In de jurisprudentie is het leerstuk van fraus legis ontwikkeld; kort gezegd het handelen in strijd met doel en strekking van de belastingwetgeving met als doel het verijdelen van belastingheffing. De vraag is of de toepassing van het leerstuk afhankelijk is van wie de handelingen heeft verricht.

 

De rechtbank Arnhem was van oordeel dat alleen de handelingen die de belanghebbende zelf heeft verricht of waarbij hij betrokken was meetellen. De rechtbank kwam tot dat oordeel in een procedure over de heffing van overdrachtsbelasting bij de verkrijging van aandelen in een BV die een pand op haar balans had staan.

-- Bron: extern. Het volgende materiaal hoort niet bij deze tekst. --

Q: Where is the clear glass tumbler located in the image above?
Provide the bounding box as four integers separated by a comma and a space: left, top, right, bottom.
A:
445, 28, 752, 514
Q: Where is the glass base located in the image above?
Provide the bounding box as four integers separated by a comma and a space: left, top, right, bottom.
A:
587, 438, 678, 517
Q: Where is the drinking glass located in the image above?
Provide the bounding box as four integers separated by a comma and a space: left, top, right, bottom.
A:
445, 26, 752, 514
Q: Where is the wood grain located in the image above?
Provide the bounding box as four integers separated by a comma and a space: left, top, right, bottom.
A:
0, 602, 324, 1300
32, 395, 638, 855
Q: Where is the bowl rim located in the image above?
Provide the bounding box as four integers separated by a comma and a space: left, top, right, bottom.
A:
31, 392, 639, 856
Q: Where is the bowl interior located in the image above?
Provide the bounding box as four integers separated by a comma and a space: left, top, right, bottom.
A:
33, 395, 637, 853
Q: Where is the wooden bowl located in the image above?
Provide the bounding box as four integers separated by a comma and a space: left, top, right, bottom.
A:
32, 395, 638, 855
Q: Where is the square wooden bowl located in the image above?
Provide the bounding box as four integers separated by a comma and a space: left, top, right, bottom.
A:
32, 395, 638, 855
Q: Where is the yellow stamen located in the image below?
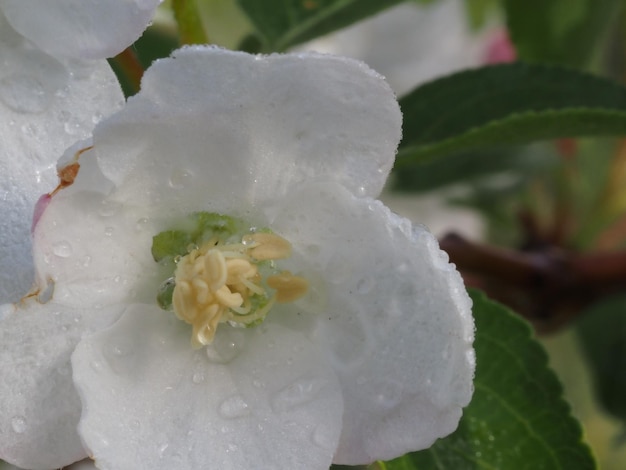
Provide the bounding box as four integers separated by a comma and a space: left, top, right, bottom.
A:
172, 233, 308, 347
267, 271, 309, 302
243, 232, 291, 260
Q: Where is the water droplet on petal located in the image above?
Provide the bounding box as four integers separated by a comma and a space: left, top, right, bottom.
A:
206, 326, 246, 364
219, 395, 250, 419
98, 200, 122, 217
356, 277, 374, 294
191, 372, 205, 384
168, 168, 192, 189
0, 73, 51, 114
311, 425, 337, 450
11, 416, 26, 434
373, 381, 402, 409
135, 217, 148, 232
52, 241, 72, 258
272, 378, 326, 412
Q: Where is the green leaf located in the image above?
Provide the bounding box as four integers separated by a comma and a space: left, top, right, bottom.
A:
504, 0, 623, 67
152, 230, 192, 262
238, 0, 402, 52
576, 295, 626, 424
380, 292, 595, 470
396, 63, 626, 165
172, 0, 209, 44
465, 0, 500, 29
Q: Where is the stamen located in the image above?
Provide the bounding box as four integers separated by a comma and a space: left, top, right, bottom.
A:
172, 226, 308, 347
267, 271, 309, 302
243, 232, 291, 260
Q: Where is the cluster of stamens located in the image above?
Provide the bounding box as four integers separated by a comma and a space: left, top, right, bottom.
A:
172, 232, 308, 347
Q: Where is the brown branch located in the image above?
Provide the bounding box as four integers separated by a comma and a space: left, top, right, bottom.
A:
440, 234, 626, 332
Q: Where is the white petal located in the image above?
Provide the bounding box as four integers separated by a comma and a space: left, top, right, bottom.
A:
94, 47, 401, 212
0, 13, 123, 303
0, 0, 162, 59
270, 184, 474, 465
72, 305, 342, 470
34, 182, 161, 310
0, 302, 123, 469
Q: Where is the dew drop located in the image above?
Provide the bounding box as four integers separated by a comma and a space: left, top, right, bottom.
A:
0, 73, 51, 114
191, 372, 205, 384
37, 279, 55, 304
226, 444, 239, 453
168, 168, 192, 189
11, 416, 26, 434
52, 241, 72, 258
206, 327, 246, 364
135, 217, 148, 232
219, 395, 250, 419
98, 201, 121, 217
311, 425, 336, 450
272, 378, 325, 412
356, 277, 374, 294
374, 381, 402, 409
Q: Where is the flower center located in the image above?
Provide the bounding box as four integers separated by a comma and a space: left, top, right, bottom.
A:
153, 213, 308, 347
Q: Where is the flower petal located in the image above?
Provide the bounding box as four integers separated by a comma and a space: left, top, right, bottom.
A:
33, 180, 161, 308
72, 305, 342, 470
0, 0, 162, 59
268, 183, 474, 465
0, 12, 124, 303
0, 302, 118, 469
94, 47, 401, 212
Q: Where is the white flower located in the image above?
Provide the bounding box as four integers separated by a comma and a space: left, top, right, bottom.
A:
0, 0, 160, 304
0, 47, 474, 470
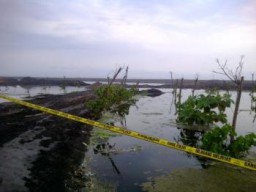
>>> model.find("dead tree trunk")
[231,76,244,141]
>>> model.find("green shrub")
[86,85,137,117]
[201,124,256,158]
[177,92,233,126]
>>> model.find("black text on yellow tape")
[0,95,256,171]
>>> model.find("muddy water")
[89,89,256,192]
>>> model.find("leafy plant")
[201,124,256,157]
[86,84,137,117]
[177,92,233,126]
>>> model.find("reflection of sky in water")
[0,85,87,103]
[89,89,255,192]
[0,86,256,191]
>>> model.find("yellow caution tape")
[0,95,256,171]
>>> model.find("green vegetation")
[177,91,233,126]
[177,91,256,157]
[86,84,137,117]
[201,124,256,158]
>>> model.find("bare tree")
[213,56,244,141]
[192,74,199,96]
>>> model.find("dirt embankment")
[0,90,94,191]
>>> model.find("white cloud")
[0,0,256,78]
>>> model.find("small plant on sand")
[87,84,137,117]
[177,91,233,126]
[201,124,256,158]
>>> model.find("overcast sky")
[0,0,256,78]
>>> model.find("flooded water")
[0,86,256,192]
[89,89,256,192]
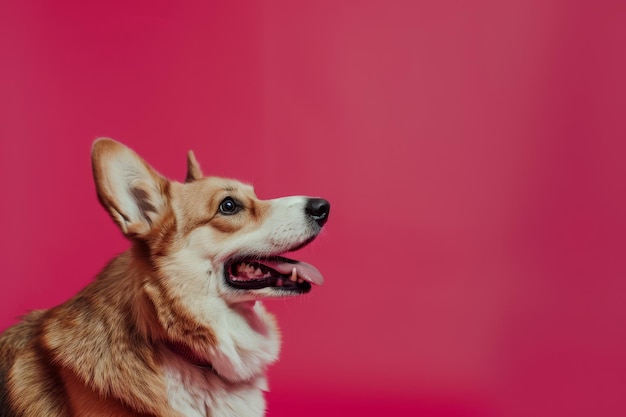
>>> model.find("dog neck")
[165,341,217,368]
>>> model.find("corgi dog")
[0,138,330,417]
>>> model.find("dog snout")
[304,198,330,227]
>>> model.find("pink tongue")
[263,260,324,285]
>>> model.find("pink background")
[0,0,626,417]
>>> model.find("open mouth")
[224,256,324,293]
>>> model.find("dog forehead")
[176,177,256,200]
[204,177,254,195]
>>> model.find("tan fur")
[0,140,330,417]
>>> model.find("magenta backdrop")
[0,0,626,417]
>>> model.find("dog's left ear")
[185,151,204,182]
[91,138,169,238]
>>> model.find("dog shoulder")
[0,310,69,417]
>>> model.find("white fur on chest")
[162,303,280,417]
[164,358,266,417]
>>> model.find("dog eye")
[220,197,241,215]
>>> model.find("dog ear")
[185,151,204,182]
[91,138,169,237]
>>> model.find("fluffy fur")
[0,139,328,417]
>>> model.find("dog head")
[92,139,330,302]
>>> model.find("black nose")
[304,198,330,226]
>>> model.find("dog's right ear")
[185,151,203,182]
[91,138,169,237]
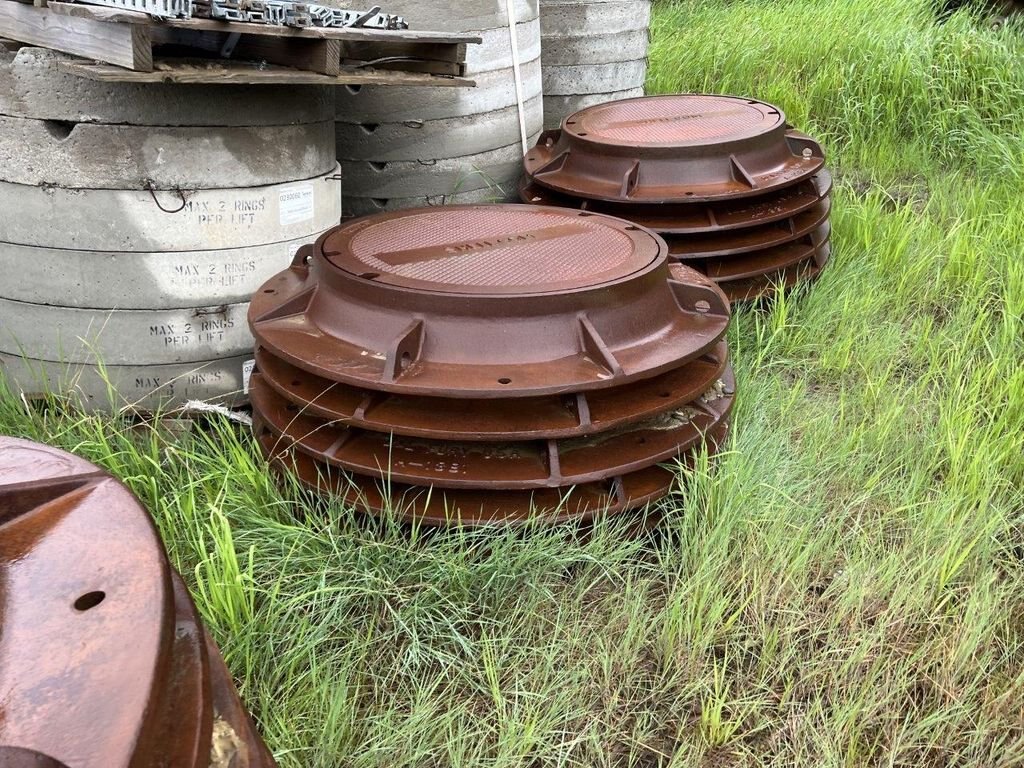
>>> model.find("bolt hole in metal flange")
[74,590,106,612]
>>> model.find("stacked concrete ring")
[541,0,650,129]
[0,47,341,411]
[336,0,544,216]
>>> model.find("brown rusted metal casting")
[249,205,734,524]
[524,93,824,203]
[0,437,274,768]
[256,424,728,526]
[249,206,729,399]
[519,94,831,301]
[247,341,727,440]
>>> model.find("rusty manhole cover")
[519,168,833,234]
[256,341,727,440]
[250,205,735,524]
[251,425,728,526]
[249,205,729,398]
[519,94,833,301]
[524,94,824,203]
[0,437,273,768]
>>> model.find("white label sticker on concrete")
[279,182,313,226]
[242,360,256,394]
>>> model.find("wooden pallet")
[0,0,481,86]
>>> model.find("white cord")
[505,0,529,155]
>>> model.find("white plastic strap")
[505,0,529,155]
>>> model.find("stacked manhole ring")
[249,205,734,524]
[0,437,274,768]
[519,94,831,301]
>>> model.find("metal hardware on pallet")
[69,0,409,30]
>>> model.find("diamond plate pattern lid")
[324,206,663,294]
[249,205,729,398]
[523,94,824,203]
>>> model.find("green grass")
[0,0,1024,768]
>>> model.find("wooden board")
[44,0,483,44]
[148,26,342,75]
[61,58,476,88]
[0,0,153,72]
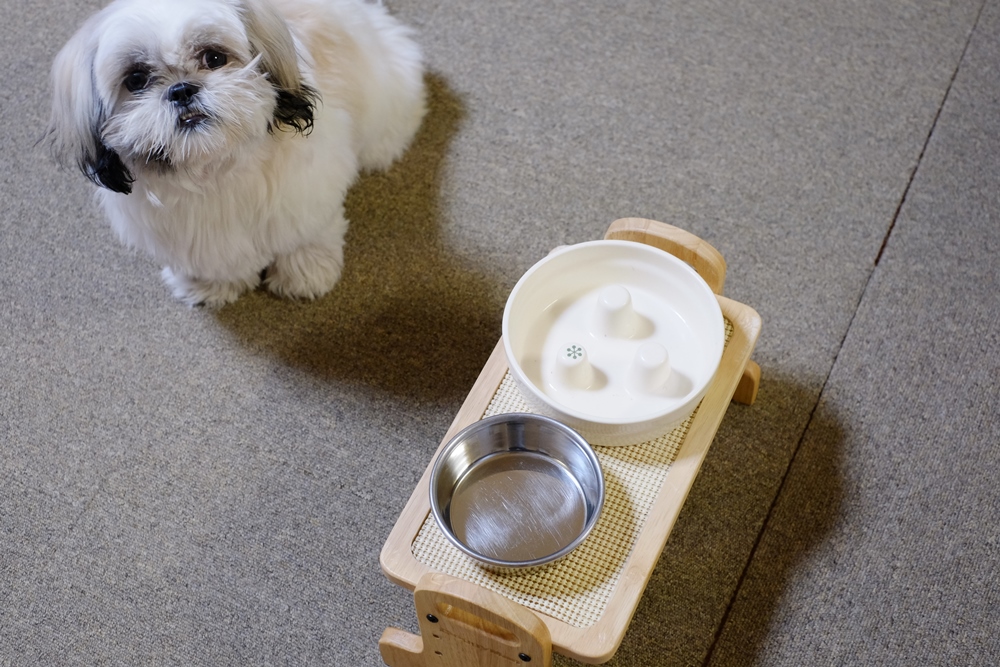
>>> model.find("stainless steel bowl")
[430,413,604,570]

De verkoper van de aandelen had een constructie opgezet waardoor de BV geen onroerendezaaklichaam was en er volgens de letter van de wet geen overdrachtsbelasting betaald hoefde te worden. De Belastingdienst legde met toepassing van fraus legis een aanslag op.

 

In hoger beroep oordeelde Hof Arnhem anders dan de rechtbank. Het hof betrok ook de handelingen die de verkoper had verricht in de beoordeling. Volgens het hof waren die handelingen bepalend voor de uiteindelijke fiscale gevolgen. Door de verkoop van alle activa, behalve het pand, aan een zustermaatschappij, waarbij de koopsom werd schuldig gebleven, voldeed de BV niet aan de criteria om als onroerendezaaklichaam te worden aangemerkt. De koper van de aandelen was alleen geïnteresseerd in het pand en niet in de vordering op de zustermaatschappij. Daarom werd direct na de aandelenoverdracht de vordering verrekend met de schuldig gebleven koopsom van de aandelen. Het hof was van oordeel dat doel en strekking van de wet zouden worden miskend als door het creëren van een vordering bij de verkrijging van de aandelen geen overdrachtsbelasting zou worden geheven. De naheffingsaanslag was volgens het hof terecht en tot een juist bedrag opgelegd.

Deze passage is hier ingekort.